We’d also find ourselves having conversations with friends which ended very quickly:
FRIEND: Did you see that new commercial, the one where the guy…
ME: No.
FRIEND: …there’s this guy… What?
ME: I don’t watch commercials.
My wife, I think realizing that she might actually be missing something social, has started wanting to watch commercials sometimes. Rather than immediately skipping she’ll allow the commercial to start playing, and if the remote is not within snatching distance she will ignore my pointed hints that there’s a commercial playing and we don’t need to be watching it. If it’s John Hodgman I let it slide, but for anything else it just sets my teeth on edge.
It’s important for you to know all that before I comment on the topic of hit songs being used to score television commercials.

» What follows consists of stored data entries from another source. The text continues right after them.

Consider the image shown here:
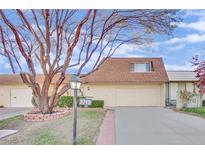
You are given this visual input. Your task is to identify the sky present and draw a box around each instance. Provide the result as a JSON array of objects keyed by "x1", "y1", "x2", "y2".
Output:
[
  {"x1": 112, "y1": 10, "x2": 205, "y2": 71},
  {"x1": 1, "y1": 9, "x2": 205, "y2": 73}
]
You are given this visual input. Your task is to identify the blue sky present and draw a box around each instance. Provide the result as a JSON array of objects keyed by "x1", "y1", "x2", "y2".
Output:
[
  {"x1": 1, "y1": 10, "x2": 205, "y2": 73},
  {"x1": 112, "y1": 10, "x2": 205, "y2": 70}
]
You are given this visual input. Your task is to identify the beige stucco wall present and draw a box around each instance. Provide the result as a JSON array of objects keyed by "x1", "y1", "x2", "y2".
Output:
[
  {"x1": 169, "y1": 82, "x2": 178, "y2": 100},
  {"x1": 81, "y1": 83, "x2": 166, "y2": 107},
  {"x1": 0, "y1": 83, "x2": 73, "y2": 107},
  {"x1": 168, "y1": 81, "x2": 200, "y2": 101},
  {"x1": 1, "y1": 82, "x2": 166, "y2": 108}
]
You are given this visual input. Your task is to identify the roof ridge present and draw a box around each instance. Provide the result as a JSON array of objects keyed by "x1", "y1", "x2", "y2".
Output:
[{"x1": 109, "y1": 57, "x2": 162, "y2": 59}]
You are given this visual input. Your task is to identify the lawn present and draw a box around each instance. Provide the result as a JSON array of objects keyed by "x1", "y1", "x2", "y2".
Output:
[
  {"x1": 0, "y1": 108, "x2": 106, "y2": 145},
  {"x1": 181, "y1": 107, "x2": 205, "y2": 118}
]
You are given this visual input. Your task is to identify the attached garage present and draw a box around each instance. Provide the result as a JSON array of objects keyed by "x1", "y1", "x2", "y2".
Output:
[
  {"x1": 10, "y1": 88, "x2": 32, "y2": 107},
  {"x1": 116, "y1": 86, "x2": 161, "y2": 106},
  {"x1": 82, "y1": 84, "x2": 165, "y2": 107},
  {"x1": 0, "y1": 75, "x2": 34, "y2": 107},
  {"x1": 0, "y1": 85, "x2": 33, "y2": 107},
  {"x1": 0, "y1": 74, "x2": 72, "y2": 107}
]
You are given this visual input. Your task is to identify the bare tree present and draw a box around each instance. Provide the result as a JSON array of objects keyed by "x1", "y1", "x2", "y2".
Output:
[{"x1": 0, "y1": 9, "x2": 181, "y2": 113}]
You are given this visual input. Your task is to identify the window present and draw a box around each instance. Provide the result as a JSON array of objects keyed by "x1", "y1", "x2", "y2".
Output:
[{"x1": 130, "y1": 63, "x2": 151, "y2": 72}]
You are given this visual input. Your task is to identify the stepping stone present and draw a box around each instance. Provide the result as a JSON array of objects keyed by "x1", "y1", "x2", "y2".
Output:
[{"x1": 0, "y1": 130, "x2": 18, "y2": 139}]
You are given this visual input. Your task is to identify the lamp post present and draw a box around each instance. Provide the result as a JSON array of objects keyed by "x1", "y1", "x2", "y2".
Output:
[{"x1": 69, "y1": 75, "x2": 82, "y2": 145}]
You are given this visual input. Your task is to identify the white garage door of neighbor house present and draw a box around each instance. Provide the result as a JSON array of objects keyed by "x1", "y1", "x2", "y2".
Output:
[
  {"x1": 10, "y1": 88, "x2": 33, "y2": 107},
  {"x1": 116, "y1": 86, "x2": 161, "y2": 106}
]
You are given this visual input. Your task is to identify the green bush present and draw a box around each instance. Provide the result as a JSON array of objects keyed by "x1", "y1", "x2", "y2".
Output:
[
  {"x1": 88, "y1": 100, "x2": 104, "y2": 108},
  {"x1": 57, "y1": 96, "x2": 81, "y2": 108},
  {"x1": 57, "y1": 96, "x2": 73, "y2": 108},
  {"x1": 32, "y1": 96, "x2": 104, "y2": 108}
]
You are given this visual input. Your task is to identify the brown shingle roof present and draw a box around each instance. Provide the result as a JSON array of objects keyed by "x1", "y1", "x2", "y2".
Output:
[
  {"x1": 0, "y1": 58, "x2": 168, "y2": 85},
  {"x1": 82, "y1": 57, "x2": 168, "y2": 83},
  {"x1": 0, "y1": 74, "x2": 70, "y2": 85}
]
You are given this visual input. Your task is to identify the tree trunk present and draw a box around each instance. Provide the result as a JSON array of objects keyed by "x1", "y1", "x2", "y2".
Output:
[
  {"x1": 48, "y1": 95, "x2": 60, "y2": 111},
  {"x1": 34, "y1": 95, "x2": 51, "y2": 114}
]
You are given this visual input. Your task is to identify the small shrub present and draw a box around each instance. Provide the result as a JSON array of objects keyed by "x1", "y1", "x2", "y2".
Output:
[
  {"x1": 57, "y1": 96, "x2": 73, "y2": 108},
  {"x1": 88, "y1": 100, "x2": 104, "y2": 108},
  {"x1": 179, "y1": 89, "x2": 193, "y2": 103},
  {"x1": 57, "y1": 96, "x2": 81, "y2": 108}
]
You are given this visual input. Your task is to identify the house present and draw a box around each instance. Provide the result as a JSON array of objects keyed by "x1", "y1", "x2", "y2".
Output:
[
  {"x1": 81, "y1": 58, "x2": 168, "y2": 107},
  {"x1": 166, "y1": 71, "x2": 202, "y2": 107},
  {"x1": 0, "y1": 57, "x2": 202, "y2": 108}
]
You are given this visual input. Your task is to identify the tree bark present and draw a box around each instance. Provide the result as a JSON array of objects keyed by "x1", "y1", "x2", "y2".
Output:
[{"x1": 34, "y1": 95, "x2": 51, "y2": 114}]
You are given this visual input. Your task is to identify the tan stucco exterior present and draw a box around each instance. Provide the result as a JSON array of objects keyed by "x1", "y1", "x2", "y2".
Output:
[
  {"x1": 81, "y1": 83, "x2": 166, "y2": 107},
  {"x1": 0, "y1": 82, "x2": 166, "y2": 108},
  {"x1": 0, "y1": 84, "x2": 73, "y2": 107},
  {"x1": 168, "y1": 81, "x2": 198, "y2": 101}
]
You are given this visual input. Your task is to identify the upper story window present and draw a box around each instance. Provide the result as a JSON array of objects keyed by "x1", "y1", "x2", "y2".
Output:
[{"x1": 130, "y1": 63, "x2": 152, "y2": 72}]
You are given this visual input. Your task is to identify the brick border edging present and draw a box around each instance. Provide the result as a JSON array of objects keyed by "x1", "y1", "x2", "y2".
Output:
[
  {"x1": 24, "y1": 108, "x2": 70, "y2": 122},
  {"x1": 96, "y1": 110, "x2": 115, "y2": 145}
]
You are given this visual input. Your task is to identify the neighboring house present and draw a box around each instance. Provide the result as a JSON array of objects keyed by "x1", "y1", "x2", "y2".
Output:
[
  {"x1": 0, "y1": 75, "x2": 70, "y2": 107},
  {"x1": 166, "y1": 71, "x2": 202, "y2": 107},
  {"x1": 0, "y1": 57, "x2": 203, "y2": 108}
]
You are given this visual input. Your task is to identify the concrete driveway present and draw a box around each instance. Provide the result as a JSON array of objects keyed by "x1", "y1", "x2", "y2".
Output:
[
  {"x1": 0, "y1": 108, "x2": 31, "y2": 120},
  {"x1": 115, "y1": 107, "x2": 205, "y2": 145}
]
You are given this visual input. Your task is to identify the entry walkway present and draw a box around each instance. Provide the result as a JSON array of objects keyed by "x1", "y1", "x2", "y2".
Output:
[{"x1": 96, "y1": 110, "x2": 115, "y2": 144}]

On the one hand is the argument for purity and artistic integrity – that if the musician doesn’t take their work seriously then why should we? On the other is the argument that motives don’t matter – if the artist wants to make the most money possible from their creation, how can that affect whether it’s good art or bad after the fact?

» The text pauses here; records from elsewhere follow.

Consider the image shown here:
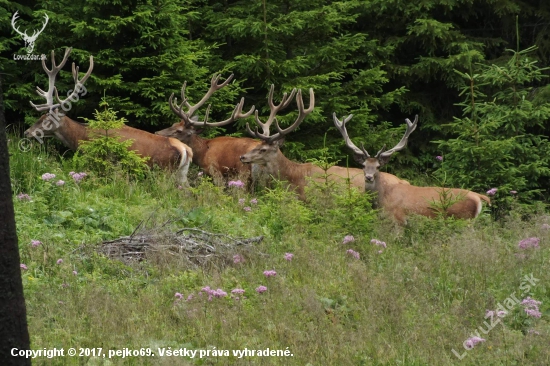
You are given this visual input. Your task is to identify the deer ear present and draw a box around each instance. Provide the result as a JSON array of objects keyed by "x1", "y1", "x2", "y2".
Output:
[
  {"x1": 378, "y1": 155, "x2": 391, "y2": 167},
  {"x1": 353, "y1": 153, "x2": 365, "y2": 165}
]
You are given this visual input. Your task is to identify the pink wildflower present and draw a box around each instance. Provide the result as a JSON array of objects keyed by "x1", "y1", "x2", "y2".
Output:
[
  {"x1": 464, "y1": 336, "x2": 485, "y2": 350},
  {"x1": 69, "y1": 172, "x2": 87, "y2": 183},
  {"x1": 263, "y1": 270, "x2": 277, "y2": 277},
  {"x1": 284, "y1": 253, "x2": 294, "y2": 261},
  {"x1": 41, "y1": 173, "x2": 56, "y2": 181},
  {"x1": 228, "y1": 180, "x2": 245, "y2": 188},
  {"x1": 175, "y1": 292, "x2": 183, "y2": 300},
  {"x1": 231, "y1": 289, "x2": 245, "y2": 295},
  {"x1": 243, "y1": 206, "x2": 252, "y2": 212},
  {"x1": 31, "y1": 240, "x2": 42, "y2": 247},
  {"x1": 346, "y1": 249, "x2": 360, "y2": 259},
  {"x1": 342, "y1": 235, "x2": 355, "y2": 244},
  {"x1": 486, "y1": 188, "x2": 498, "y2": 196},
  {"x1": 72, "y1": 270, "x2": 78, "y2": 275},
  {"x1": 497, "y1": 310, "x2": 507, "y2": 318},
  {"x1": 212, "y1": 289, "x2": 227, "y2": 298},
  {"x1": 198, "y1": 171, "x2": 204, "y2": 177},
  {"x1": 55, "y1": 180, "x2": 65, "y2": 186},
  {"x1": 518, "y1": 237, "x2": 540, "y2": 249},
  {"x1": 186, "y1": 294, "x2": 194, "y2": 301},
  {"x1": 17, "y1": 193, "x2": 31, "y2": 201},
  {"x1": 256, "y1": 285, "x2": 267, "y2": 294},
  {"x1": 521, "y1": 297, "x2": 542, "y2": 308},
  {"x1": 371, "y1": 239, "x2": 387, "y2": 248},
  {"x1": 233, "y1": 254, "x2": 244, "y2": 264},
  {"x1": 56, "y1": 259, "x2": 63, "y2": 264},
  {"x1": 510, "y1": 190, "x2": 517, "y2": 194},
  {"x1": 250, "y1": 198, "x2": 258, "y2": 205},
  {"x1": 525, "y1": 308, "x2": 542, "y2": 318},
  {"x1": 436, "y1": 156, "x2": 443, "y2": 161},
  {"x1": 238, "y1": 198, "x2": 245, "y2": 205},
  {"x1": 20, "y1": 264, "x2": 28, "y2": 270}
]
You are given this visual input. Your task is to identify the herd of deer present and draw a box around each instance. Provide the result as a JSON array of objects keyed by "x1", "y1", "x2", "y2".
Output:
[{"x1": 24, "y1": 49, "x2": 491, "y2": 225}]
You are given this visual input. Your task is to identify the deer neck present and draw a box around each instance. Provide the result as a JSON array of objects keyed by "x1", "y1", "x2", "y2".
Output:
[
  {"x1": 55, "y1": 116, "x2": 88, "y2": 151},
  {"x1": 189, "y1": 134, "x2": 209, "y2": 167},
  {"x1": 366, "y1": 173, "x2": 388, "y2": 207}
]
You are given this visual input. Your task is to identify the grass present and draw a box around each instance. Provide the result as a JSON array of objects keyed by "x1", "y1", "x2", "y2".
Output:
[{"x1": 9, "y1": 136, "x2": 550, "y2": 365}]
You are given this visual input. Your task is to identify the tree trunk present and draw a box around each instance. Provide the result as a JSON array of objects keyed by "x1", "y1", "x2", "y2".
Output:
[{"x1": 0, "y1": 74, "x2": 31, "y2": 364}]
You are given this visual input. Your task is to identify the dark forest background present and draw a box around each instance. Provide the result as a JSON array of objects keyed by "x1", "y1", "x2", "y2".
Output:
[{"x1": 2, "y1": 0, "x2": 550, "y2": 207}]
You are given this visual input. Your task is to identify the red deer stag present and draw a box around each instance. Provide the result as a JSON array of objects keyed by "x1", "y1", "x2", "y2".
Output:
[
  {"x1": 239, "y1": 86, "x2": 368, "y2": 199},
  {"x1": 156, "y1": 74, "x2": 258, "y2": 180},
  {"x1": 333, "y1": 113, "x2": 491, "y2": 224},
  {"x1": 24, "y1": 48, "x2": 193, "y2": 185}
]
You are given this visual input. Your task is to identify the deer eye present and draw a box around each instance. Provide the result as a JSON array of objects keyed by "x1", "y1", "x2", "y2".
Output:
[{"x1": 260, "y1": 149, "x2": 267, "y2": 153}]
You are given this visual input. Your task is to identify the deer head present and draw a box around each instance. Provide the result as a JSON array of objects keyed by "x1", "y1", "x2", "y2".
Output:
[
  {"x1": 11, "y1": 11, "x2": 49, "y2": 54},
  {"x1": 157, "y1": 74, "x2": 255, "y2": 145},
  {"x1": 333, "y1": 113, "x2": 418, "y2": 185},
  {"x1": 240, "y1": 85, "x2": 314, "y2": 165}
]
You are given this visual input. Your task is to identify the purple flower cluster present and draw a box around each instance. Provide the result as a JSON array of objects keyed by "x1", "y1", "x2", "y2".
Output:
[
  {"x1": 56, "y1": 180, "x2": 65, "y2": 186},
  {"x1": 342, "y1": 235, "x2": 355, "y2": 245},
  {"x1": 284, "y1": 253, "x2": 294, "y2": 261},
  {"x1": 174, "y1": 292, "x2": 183, "y2": 300},
  {"x1": 346, "y1": 249, "x2": 360, "y2": 259},
  {"x1": 201, "y1": 286, "x2": 228, "y2": 301},
  {"x1": 486, "y1": 188, "x2": 498, "y2": 196},
  {"x1": 243, "y1": 206, "x2": 252, "y2": 212},
  {"x1": 69, "y1": 171, "x2": 88, "y2": 183},
  {"x1": 464, "y1": 336, "x2": 485, "y2": 350},
  {"x1": 56, "y1": 259, "x2": 63, "y2": 265},
  {"x1": 20, "y1": 264, "x2": 28, "y2": 270},
  {"x1": 518, "y1": 237, "x2": 540, "y2": 249},
  {"x1": 41, "y1": 173, "x2": 56, "y2": 181},
  {"x1": 17, "y1": 193, "x2": 31, "y2": 201},
  {"x1": 238, "y1": 198, "x2": 245, "y2": 205},
  {"x1": 31, "y1": 240, "x2": 42, "y2": 247},
  {"x1": 263, "y1": 270, "x2": 277, "y2": 277},
  {"x1": 521, "y1": 297, "x2": 542, "y2": 318},
  {"x1": 436, "y1": 156, "x2": 443, "y2": 161},
  {"x1": 510, "y1": 190, "x2": 517, "y2": 195},
  {"x1": 256, "y1": 285, "x2": 267, "y2": 294},
  {"x1": 371, "y1": 239, "x2": 387, "y2": 248},
  {"x1": 228, "y1": 180, "x2": 245, "y2": 188},
  {"x1": 231, "y1": 289, "x2": 245, "y2": 295},
  {"x1": 233, "y1": 254, "x2": 244, "y2": 264},
  {"x1": 250, "y1": 198, "x2": 258, "y2": 205}
]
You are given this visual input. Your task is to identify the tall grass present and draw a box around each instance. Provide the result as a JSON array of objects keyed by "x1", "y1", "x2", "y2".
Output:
[{"x1": 9, "y1": 136, "x2": 550, "y2": 365}]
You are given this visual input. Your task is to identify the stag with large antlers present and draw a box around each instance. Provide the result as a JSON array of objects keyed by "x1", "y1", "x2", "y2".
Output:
[
  {"x1": 333, "y1": 113, "x2": 490, "y2": 224},
  {"x1": 156, "y1": 74, "x2": 259, "y2": 180},
  {"x1": 24, "y1": 48, "x2": 193, "y2": 185},
  {"x1": 239, "y1": 86, "x2": 373, "y2": 199},
  {"x1": 11, "y1": 11, "x2": 49, "y2": 54}
]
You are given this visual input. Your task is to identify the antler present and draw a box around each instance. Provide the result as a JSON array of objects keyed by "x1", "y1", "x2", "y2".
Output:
[
  {"x1": 377, "y1": 115, "x2": 418, "y2": 159},
  {"x1": 11, "y1": 11, "x2": 26, "y2": 38},
  {"x1": 333, "y1": 113, "x2": 370, "y2": 158},
  {"x1": 246, "y1": 87, "x2": 314, "y2": 143},
  {"x1": 30, "y1": 48, "x2": 93, "y2": 112},
  {"x1": 169, "y1": 73, "x2": 255, "y2": 127}
]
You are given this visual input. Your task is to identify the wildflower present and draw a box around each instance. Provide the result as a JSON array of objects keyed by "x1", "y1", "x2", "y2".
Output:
[
  {"x1": 510, "y1": 190, "x2": 517, "y2": 195},
  {"x1": 371, "y1": 238, "x2": 387, "y2": 248},
  {"x1": 17, "y1": 193, "x2": 31, "y2": 201},
  {"x1": 186, "y1": 294, "x2": 194, "y2": 301},
  {"x1": 342, "y1": 235, "x2": 355, "y2": 244},
  {"x1": 263, "y1": 270, "x2": 277, "y2": 277},
  {"x1": 31, "y1": 240, "x2": 42, "y2": 247},
  {"x1": 238, "y1": 198, "x2": 245, "y2": 205},
  {"x1": 521, "y1": 297, "x2": 542, "y2": 308},
  {"x1": 525, "y1": 308, "x2": 542, "y2": 318},
  {"x1": 231, "y1": 289, "x2": 245, "y2": 295},
  {"x1": 228, "y1": 180, "x2": 245, "y2": 188},
  {"x1": 175, "y1": 292, "x2": 183, "y2": 300},
  {"x1": 528, "y1": 329, "x2": 541, "y2": 335},
  {"x1": 486, "y1": 188, "x2": 498, "y2": 196},
  {"x1": 485, "y1": 310, "x2": 495, "y2": 318},
  {"x1": 70, "y1": 172, "x2": 87, "y2": 183},
  {"x1": 346, "y1": 249, "x2": 360, "y2": 259},
  {"x1": 464, "y1": 336, "x2": 485, "y2": 350},
  {"x1": 284, "y1": 253, "x2": 294, "y2": 261},
  {"x1": 497, "y1": 310, "x2": 507, "y2": 318},
  {"x1": 212, "y1": 289, "x2": 227, "y2": 298},
  {"x1": 436, "y1": 156, "x2": 443, "y2": 161},
  {"x1": 55, "y1": 180, "x2": 65, "y2": 186},
  {"x1": 250, "y1": 198, "x2": 258, "y2": 205},
  {"x1": 542, "y1": 224, "x2": 550, "y2": 230},
  {"x1": 378, "y1": 250, "x2": 383, "y2": 254},
  {"x1": 233, "y1": 254, "x2": 244, "y2": 264},
  {"x1": 518, "y1": 237, "x2": 540, "y2": 249},
  {"x1": 177, "y1": 185, "x2": 183, "y2": 190},
  {"x1": 243, "y1": 206, "x2": 252, "y2": 212},
  {"x1": 41, "y1": 173, "x2": 56, "y2": 181},
  {"x1": 72, "y1": 270, "x2": 78, "y2": 275},
  {"x1": 20, "y1": 264, "x2": 28, "y2": 270},
  {"x1": 256, "y1": 285, "x2": 267, "y2": 294},
  {"x1": 56, "y1": 259, "x2": 63, "y2": 264},
  {"x1": 198, "y1": 171, "x2": 204, "y2": 177}
]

My humble take on this is that context matters, not for the artist but for the audience. If I enjoy a tune or a show or an image it doesn’t matter to me what the people who created it are like or why they did it. It’s foolish to believe that good, sincere, authentic art can only be created by good, or sincere, or authentic people. Many talented artists are selfish, money-grubbing jerks in person; Hollywood thrives on that fact. No, the problem is that if I like Start Me Up, for example, then I have certain associations with the song – what was happening when I heard it, what it meant to me at the time – all the attendant contextual circumstances and emotions. If I then hear the same song in a totally different context it causes all the reasons that I thought I liked the song to disconnect from the song itself. I still have my memories of the song, but it acquires a new meaning, a parallel set of associations. If the new context is especially inappropriate it can overwhelm the old one and kill it. The reality is I don’t want to rock out to Microsoft Windows.
Artists have to be sensitive to this when making their licensing decisions. They have a brand linked to a certain type of listener and experience, and they have to defend that brand. Despite their saturation of our culture, commercials are largely devoid of redeeming value. They have the power to debase anything associated with them. Artists need to keep that in mind.